A novel analyzer control system for diffraction enhanced imaging

Abstract

Diffraction Enhanced Imaging is an imaging modality that derives contrast from X-ray refraction, an extreme form of scatter rejection (extinction) and absorption which is common to conventional radiography. A critical part of the imaging system is the «analyzer crystal» which is used to re-diffract the beam after passing through the object being imaged. The analyzer and monochromator crystals form a matched parallel crystal set. This analyzer needs to be accurately aligned and that alignment maintained over the course of an imaging session. Typically, the analyzer needs to remain at a specific angle within a few tens of nanoradians to prevent problems with image interpretation.
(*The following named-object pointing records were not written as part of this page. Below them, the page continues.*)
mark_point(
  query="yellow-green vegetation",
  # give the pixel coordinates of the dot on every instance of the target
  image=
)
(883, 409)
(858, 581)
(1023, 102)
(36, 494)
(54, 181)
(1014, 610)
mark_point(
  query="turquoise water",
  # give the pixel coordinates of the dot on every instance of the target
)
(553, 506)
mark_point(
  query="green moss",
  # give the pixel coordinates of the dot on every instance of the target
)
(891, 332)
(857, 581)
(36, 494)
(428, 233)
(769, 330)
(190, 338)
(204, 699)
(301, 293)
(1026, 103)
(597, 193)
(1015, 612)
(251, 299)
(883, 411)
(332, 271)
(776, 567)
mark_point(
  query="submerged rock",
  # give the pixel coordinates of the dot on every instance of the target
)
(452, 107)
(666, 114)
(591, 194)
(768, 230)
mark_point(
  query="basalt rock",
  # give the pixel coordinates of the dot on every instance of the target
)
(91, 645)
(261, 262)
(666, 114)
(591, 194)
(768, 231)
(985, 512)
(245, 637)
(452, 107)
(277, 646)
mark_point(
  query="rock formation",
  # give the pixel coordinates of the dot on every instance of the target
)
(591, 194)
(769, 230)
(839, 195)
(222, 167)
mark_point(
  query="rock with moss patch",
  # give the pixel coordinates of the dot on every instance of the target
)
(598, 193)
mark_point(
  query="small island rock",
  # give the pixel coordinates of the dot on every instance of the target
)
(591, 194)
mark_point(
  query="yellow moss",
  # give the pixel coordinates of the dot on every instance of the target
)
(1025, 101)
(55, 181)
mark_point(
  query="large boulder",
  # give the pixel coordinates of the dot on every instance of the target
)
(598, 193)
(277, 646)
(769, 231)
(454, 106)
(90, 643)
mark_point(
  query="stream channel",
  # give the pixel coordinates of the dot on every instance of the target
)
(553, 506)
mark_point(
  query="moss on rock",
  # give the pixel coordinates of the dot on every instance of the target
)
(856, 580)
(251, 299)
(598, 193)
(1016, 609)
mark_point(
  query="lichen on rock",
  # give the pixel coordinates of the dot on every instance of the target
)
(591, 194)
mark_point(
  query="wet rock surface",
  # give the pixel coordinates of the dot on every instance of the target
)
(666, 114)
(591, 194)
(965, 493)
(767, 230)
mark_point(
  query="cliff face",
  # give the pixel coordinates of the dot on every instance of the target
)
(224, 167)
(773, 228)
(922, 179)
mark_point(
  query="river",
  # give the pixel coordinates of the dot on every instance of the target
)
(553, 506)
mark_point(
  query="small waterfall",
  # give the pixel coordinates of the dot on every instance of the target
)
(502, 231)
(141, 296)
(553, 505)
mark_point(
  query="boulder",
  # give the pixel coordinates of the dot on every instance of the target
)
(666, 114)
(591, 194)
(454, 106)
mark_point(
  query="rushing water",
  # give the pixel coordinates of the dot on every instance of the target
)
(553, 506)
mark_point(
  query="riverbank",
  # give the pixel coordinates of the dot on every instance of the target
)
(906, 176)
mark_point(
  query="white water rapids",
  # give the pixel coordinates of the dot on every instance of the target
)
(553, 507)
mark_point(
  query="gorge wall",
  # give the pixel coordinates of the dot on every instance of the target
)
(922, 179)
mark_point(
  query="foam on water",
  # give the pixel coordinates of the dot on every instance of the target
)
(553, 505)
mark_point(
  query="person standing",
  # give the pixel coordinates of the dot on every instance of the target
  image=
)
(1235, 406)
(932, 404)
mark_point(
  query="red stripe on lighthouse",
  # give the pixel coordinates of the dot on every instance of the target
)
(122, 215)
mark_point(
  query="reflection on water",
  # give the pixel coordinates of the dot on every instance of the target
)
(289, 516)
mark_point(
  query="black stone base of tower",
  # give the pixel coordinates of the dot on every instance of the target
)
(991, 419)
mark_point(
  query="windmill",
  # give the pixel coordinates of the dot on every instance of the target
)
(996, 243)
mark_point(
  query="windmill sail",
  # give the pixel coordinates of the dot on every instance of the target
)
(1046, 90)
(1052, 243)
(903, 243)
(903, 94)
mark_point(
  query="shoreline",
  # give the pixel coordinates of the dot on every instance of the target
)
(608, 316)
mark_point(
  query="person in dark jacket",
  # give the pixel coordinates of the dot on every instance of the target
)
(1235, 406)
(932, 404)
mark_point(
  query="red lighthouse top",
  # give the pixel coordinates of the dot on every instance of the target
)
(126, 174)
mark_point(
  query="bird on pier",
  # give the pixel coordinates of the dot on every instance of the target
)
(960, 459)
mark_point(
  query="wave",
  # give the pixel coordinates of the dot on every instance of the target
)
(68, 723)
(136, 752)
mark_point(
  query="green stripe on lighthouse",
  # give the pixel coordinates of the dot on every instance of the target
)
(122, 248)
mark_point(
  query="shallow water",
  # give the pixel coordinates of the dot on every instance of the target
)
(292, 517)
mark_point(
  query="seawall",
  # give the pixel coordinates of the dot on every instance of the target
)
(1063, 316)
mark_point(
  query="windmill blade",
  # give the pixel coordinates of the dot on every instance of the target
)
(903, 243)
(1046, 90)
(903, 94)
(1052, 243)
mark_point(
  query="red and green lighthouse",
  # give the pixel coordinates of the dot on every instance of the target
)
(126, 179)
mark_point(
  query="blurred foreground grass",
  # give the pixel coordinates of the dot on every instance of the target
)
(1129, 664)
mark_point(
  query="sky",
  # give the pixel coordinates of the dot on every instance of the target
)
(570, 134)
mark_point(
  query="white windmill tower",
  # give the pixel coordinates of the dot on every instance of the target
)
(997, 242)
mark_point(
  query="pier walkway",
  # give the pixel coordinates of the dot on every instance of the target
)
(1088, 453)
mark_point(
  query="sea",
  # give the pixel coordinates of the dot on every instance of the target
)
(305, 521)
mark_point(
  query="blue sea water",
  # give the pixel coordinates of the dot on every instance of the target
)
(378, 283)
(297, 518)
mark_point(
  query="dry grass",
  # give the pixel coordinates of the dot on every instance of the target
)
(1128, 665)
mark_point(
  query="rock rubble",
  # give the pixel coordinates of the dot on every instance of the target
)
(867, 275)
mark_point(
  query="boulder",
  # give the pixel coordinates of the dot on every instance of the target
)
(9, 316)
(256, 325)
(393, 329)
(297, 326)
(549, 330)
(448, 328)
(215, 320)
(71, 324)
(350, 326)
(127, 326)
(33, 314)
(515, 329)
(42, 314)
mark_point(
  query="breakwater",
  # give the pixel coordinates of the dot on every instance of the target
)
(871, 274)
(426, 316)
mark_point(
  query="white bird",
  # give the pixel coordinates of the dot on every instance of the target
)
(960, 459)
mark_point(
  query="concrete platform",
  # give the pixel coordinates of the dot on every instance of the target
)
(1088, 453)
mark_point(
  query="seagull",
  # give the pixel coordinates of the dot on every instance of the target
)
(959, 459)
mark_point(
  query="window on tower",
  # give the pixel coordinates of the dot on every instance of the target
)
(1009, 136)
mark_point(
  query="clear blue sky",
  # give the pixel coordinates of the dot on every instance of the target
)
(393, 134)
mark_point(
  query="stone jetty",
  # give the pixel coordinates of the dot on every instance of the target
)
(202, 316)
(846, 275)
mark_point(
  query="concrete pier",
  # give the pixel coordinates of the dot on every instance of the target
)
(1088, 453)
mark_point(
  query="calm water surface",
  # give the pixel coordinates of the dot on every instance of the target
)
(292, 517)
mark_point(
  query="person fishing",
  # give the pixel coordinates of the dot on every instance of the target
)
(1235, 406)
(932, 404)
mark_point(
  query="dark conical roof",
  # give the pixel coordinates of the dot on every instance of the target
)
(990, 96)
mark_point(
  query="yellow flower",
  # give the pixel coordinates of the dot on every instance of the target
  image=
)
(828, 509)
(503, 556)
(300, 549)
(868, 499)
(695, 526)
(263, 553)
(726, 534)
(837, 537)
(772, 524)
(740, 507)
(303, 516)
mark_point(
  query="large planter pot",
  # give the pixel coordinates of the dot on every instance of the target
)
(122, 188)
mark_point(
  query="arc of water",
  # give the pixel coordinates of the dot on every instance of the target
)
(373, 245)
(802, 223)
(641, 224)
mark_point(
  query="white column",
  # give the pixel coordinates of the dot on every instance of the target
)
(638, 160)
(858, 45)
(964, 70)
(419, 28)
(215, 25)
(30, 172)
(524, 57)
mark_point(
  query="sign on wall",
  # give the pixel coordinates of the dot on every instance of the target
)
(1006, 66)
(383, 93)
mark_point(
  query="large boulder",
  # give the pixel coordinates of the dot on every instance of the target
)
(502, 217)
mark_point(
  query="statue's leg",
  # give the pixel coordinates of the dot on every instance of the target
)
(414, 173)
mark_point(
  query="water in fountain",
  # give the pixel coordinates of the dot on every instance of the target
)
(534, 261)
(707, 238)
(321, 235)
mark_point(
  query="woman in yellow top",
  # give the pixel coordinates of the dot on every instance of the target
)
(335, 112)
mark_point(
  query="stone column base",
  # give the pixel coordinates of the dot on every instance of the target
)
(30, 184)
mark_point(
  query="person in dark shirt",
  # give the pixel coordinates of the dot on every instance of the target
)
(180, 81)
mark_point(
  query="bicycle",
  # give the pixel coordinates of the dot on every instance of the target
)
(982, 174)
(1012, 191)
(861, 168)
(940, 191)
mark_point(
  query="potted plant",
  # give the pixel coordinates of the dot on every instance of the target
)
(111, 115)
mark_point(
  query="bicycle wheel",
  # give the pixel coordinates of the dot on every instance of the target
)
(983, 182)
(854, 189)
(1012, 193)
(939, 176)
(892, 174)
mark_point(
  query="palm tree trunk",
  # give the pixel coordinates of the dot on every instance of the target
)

Ideally, the analyzer would be set to a specific angle and would remain at that angle over the course of an imaging session which might be from a fraction of a second to several minutes or longer. In many instances, this requirement is well beyond what is possible by relying on mechanical stability alone and some form of feedback to control the analyzer setting is required. We describe a novel analyzer control system that allows the analyzer to be set at any location in the analyzer rocking curve, including the peak location. The method described is extensible to include methods to extend the range of analyzer control to several Darwin widths away from the analyzer peaked location. Such a system is necessary for the accurate implementation of the method and is intended to make the use of the method simpler without relying on repeated alignment during the imaging session. © 2013 IOP Publishing Ltd.